Grinning and Bearing GM’s Bitter Ironies

Via General Motors, American taxpayers will soon own a 61 percent stake in a Texas-based company called AmeriCredit.  GM announced plans yesterday to acquire the auto finance firm for $3.5 billion, which management believes will help boost its auto sales and improve chances for an IPO later this year or next. 

Thus, a greater chance for re-privatization later is the rationalization for more nationalization now.

For those who opposed the nationalization of GM for its affront to free markets and the rule of law in the first place, the acquisition presents a dilemma.  On one hand, the deal means that the nationalization virus is spreading to infect another company in a different industry, ensuring that yet more business decisions are driven by political, rather than economic, considerations. (Although, to acknowledge the efforts of Messrs. Bush, Paulson, Obama, Dodd, Frank and others, politics already reigns supreme in the consumer finance industry.) One has to wonder what exemptions, loopholes, and carve-outs might be in store for AmeriCredit, as the administration crafts regulations to implement the just-passed “financial reform” legislation.
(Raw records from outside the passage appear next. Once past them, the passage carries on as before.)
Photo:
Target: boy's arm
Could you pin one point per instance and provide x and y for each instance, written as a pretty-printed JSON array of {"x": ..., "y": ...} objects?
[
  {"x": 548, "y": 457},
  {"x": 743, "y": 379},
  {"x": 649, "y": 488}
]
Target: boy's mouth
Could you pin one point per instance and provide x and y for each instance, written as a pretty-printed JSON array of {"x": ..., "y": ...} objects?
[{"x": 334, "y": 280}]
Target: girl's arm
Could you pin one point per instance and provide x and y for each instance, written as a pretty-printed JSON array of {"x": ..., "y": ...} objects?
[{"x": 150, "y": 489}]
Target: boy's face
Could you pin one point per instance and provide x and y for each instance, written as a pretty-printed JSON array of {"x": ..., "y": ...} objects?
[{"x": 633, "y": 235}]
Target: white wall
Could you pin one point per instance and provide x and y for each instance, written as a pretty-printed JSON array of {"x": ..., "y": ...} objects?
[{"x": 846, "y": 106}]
And Senator Chuck Grassley (R-IA), who questioned and brought attention to some of GM’s hyperbolic claims about its performance earlier this year, raised fresh doubts about the latest move:

If GM has $3.5 billion in cash to buy a financial institution, it seems like it should have paid back taxpayers first. After GM’s experience with GMAC, which left GM seeking a taxpayer bailout, you have to think the company and, in turn, the taxpayers would be better off if GM focused on making cars that people want to buy and stayed clear of repeating its effort to make high-risk car loans.

On the other hand, a course of action that gets the government out of the auto business as quickly as possible, and makes taxpayers as whole as possible, is probably the least objectionable. Though there are no guarantees that will happen, arguably that outcome is more likely if GM’s revenues and profits are higher.  And, according to auto industry analysts, the absence of a captive financing operation (GMAC, now called Ally Financial, is no longer part of GM) has hurt GM’s sales, especially in the “sub-prime” portion of the market.
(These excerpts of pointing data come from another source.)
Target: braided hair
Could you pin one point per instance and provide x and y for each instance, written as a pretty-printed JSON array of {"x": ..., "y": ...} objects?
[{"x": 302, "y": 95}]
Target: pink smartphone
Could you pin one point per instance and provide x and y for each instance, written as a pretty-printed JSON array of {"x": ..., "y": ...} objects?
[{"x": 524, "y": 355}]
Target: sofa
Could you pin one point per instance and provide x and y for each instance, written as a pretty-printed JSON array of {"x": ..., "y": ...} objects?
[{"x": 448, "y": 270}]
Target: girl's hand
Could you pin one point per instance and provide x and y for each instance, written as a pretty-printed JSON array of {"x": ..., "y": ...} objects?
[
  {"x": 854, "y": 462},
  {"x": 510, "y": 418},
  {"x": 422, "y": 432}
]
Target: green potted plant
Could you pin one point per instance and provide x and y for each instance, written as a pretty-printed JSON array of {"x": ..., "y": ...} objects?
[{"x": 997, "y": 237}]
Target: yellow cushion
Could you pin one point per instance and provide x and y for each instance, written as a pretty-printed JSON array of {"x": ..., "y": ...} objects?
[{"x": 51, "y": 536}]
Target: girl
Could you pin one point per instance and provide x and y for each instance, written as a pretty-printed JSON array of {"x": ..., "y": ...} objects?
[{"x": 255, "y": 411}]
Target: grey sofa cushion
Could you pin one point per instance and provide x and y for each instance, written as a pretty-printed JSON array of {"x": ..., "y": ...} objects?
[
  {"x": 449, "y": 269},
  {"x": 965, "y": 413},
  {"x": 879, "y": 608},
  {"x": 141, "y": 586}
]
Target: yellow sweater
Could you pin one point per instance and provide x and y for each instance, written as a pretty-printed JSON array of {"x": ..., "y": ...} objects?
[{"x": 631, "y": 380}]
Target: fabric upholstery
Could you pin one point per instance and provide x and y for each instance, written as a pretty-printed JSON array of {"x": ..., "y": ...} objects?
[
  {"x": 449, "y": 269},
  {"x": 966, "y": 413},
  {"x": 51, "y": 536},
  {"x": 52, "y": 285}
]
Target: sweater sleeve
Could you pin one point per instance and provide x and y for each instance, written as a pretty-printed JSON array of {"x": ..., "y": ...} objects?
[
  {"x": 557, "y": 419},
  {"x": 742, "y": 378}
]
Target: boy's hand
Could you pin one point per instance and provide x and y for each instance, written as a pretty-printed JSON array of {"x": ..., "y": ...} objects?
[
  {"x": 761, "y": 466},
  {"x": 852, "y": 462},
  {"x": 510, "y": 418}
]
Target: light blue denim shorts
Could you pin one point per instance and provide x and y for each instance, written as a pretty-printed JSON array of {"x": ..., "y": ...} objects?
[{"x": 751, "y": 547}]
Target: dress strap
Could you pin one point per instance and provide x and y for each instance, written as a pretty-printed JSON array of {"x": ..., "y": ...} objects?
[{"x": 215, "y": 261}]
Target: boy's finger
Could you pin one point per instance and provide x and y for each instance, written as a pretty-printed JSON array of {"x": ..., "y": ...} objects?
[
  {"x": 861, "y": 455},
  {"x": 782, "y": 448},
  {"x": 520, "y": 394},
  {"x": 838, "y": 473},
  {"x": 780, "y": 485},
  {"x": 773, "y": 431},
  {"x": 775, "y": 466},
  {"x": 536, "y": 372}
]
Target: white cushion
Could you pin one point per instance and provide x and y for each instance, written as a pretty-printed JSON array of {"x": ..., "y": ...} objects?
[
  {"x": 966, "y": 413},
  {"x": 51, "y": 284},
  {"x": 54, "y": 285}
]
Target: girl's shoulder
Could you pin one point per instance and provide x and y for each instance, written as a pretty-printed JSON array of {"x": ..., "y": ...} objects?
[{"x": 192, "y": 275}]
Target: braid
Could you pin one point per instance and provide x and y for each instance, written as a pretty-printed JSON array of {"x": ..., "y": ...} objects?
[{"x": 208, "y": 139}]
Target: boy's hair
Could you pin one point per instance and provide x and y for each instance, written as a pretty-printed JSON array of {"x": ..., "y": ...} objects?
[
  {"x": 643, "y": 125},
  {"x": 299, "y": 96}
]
The opening paragraph in the New York Times story on this topic yesterday went like this:

General Motors said Thursday that it had agreed to buy a financing company, AmeriCredit, for $3.5 billion so it can lease more vehicles and increase sales to consumers with lower credit ratings. 
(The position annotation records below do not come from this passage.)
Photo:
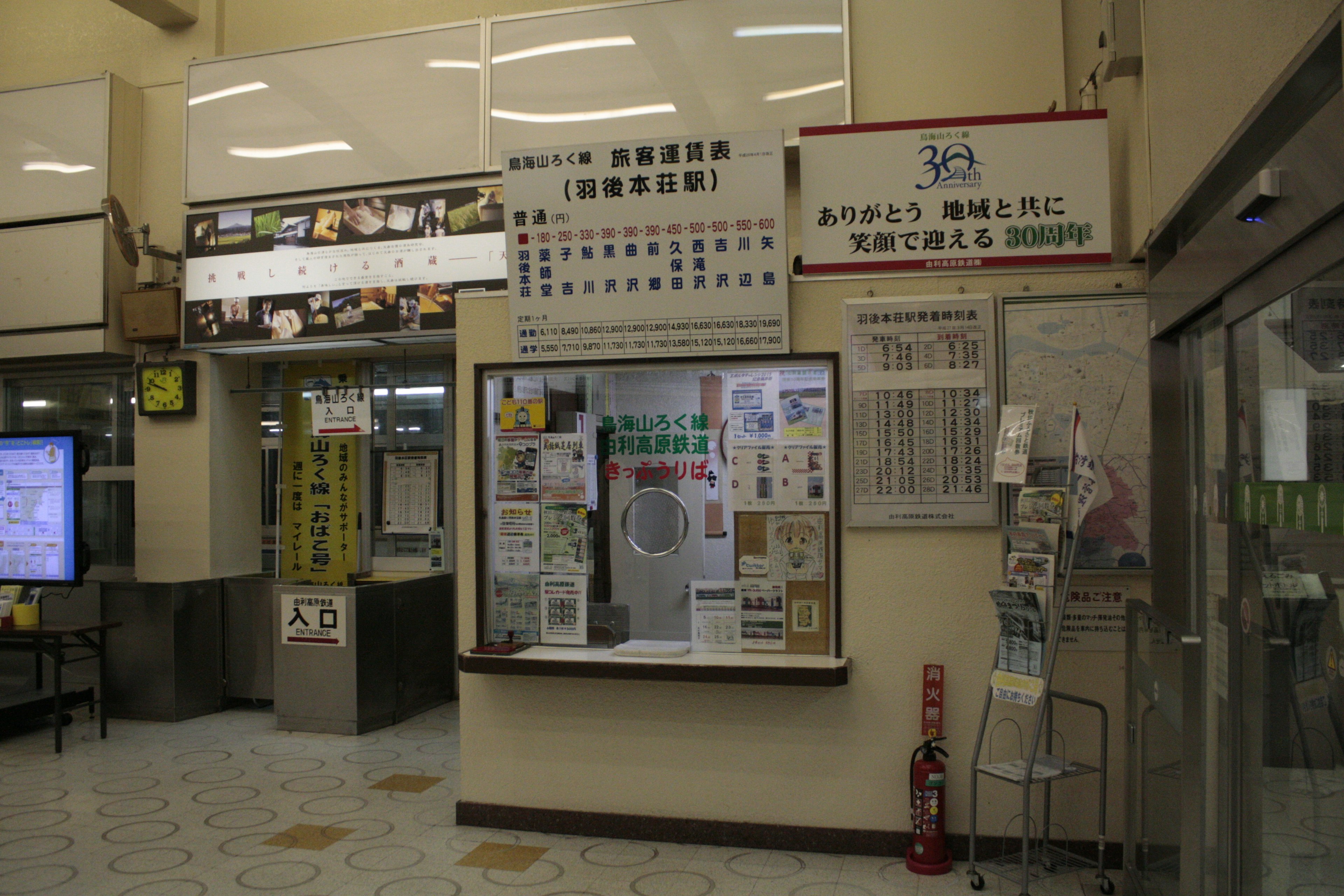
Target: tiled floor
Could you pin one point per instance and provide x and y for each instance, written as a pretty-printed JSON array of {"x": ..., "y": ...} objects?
[{"x": 229, "y": 805}]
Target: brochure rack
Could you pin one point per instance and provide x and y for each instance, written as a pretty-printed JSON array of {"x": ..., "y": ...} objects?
[{"x": 1040, "y": 858}]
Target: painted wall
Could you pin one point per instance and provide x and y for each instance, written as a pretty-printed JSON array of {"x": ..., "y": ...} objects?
[{"x": 1208, "y": 64}]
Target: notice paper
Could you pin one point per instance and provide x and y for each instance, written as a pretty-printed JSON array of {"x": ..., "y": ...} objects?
[
  {"x": 565, "y": 609},
  {"x": 714, "y": 617},
  {"x": 1014, "y": 445},
  {"x": 1022, "y": 630},
  {"x": 517, "y": 537},
  {"x": 803, "y": 402},
  {"x": 761, "y": 606},
  {"x": 564, "y": 468},
  {"x": 515, "y": 608},
  {"x": 564, "y": 538},
  {"x": 515, "y": 468},
  {"x": 752, "y": 402}
]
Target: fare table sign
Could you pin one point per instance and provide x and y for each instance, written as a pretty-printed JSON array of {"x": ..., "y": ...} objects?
[
  {"x": 923, "y": 396},
  {"x": 956, "y": 192},
  {"x": 648, "y": 248}
]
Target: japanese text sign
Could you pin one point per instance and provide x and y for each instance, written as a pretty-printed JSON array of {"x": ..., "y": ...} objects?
[
  {"x": 956, "y": 192},
  {"x": 931, "y": 715},
  {"x": 648, "y": 248},
  {"x": 343, "y": 412}
]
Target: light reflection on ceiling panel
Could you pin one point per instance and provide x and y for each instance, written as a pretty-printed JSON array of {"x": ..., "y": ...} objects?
[{"x": 693, "y": 66}]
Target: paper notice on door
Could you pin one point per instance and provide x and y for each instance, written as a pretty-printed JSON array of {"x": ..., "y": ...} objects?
[
  {"x": 564, "y": 468},
  {"x": 1014, "y": 445},
  {"x": 714, "y": 617},
  {"x": 752, "y": 401},
  {"x": 761, "y": 605},
  {"x": 565, "y": 609},
  {"x": 517, "y": 537}
]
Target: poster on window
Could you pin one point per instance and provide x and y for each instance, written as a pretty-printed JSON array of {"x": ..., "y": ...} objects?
[
  {"x": 411, "y": 492},
  {"x": 667, "y": 246},
  {"x": 988, "y": 191}
]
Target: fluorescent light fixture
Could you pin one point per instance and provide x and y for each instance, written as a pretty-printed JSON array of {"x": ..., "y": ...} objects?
[
  {"x": 565, "y": 46},
  {"x": 775, "y": 31},
  {"x": 281, "y": 152},
  {"x": 557, "y": 117},
  {"x": 56, "y": 166},
  {"x": 803, "y": 92},
  {"x": 227, "y": 92}
]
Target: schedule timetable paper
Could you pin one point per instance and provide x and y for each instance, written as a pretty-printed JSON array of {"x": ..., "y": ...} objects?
[{"x": 923, "y": 396}]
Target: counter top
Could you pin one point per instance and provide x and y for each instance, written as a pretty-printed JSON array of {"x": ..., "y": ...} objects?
[{"x": 729, "y": 668}]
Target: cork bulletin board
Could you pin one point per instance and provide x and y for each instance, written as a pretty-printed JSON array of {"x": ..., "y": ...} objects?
[{"x": 791, "y": 543}]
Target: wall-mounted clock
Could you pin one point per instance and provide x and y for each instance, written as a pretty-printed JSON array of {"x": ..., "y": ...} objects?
[{"x": 166, "y": 389}]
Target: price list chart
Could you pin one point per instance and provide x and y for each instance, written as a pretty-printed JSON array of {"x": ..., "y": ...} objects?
[{"x": 923, "y": 401}]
According to that story, about 4 percent of GM’s sales go to sub-prime customers.  But GM’s sales could increase by as much as 20 percent if it “aggressively courts sub-prime buyers.”  Hmmm.  Haven’t we seen this movie before?  Is GM stealing a page from the Fannie/Freddie playbook? 

Well, apparently Ford and Toyota and the other big auto producers rely on their own captive financing units to make their vehicles accessible to those who wouldn’t qualify for credit from third-party financers.  But at least those automakers have shareholders to discipline lending behavior that might lead to increased default rates.  They may be more risk-averse or at least risk-conscious than a company spending other people’s money, whose success happens to be in the Obama administration’s best interests.

So where does this leave free market proponents?  Arguably, in the same boat as the Obama administration, pulling for higher GM revenues and profits.  Without successful operations, re-privatizing GM will be very difficult.

Of course, the final indignity—the ultimate heads-they-win-tails-we-lose irony in the GM saga—is that if GM is eventually re-privatized and if the taxpayers are made whole, proponents of similar interventions in the future will have a “success” story to tout.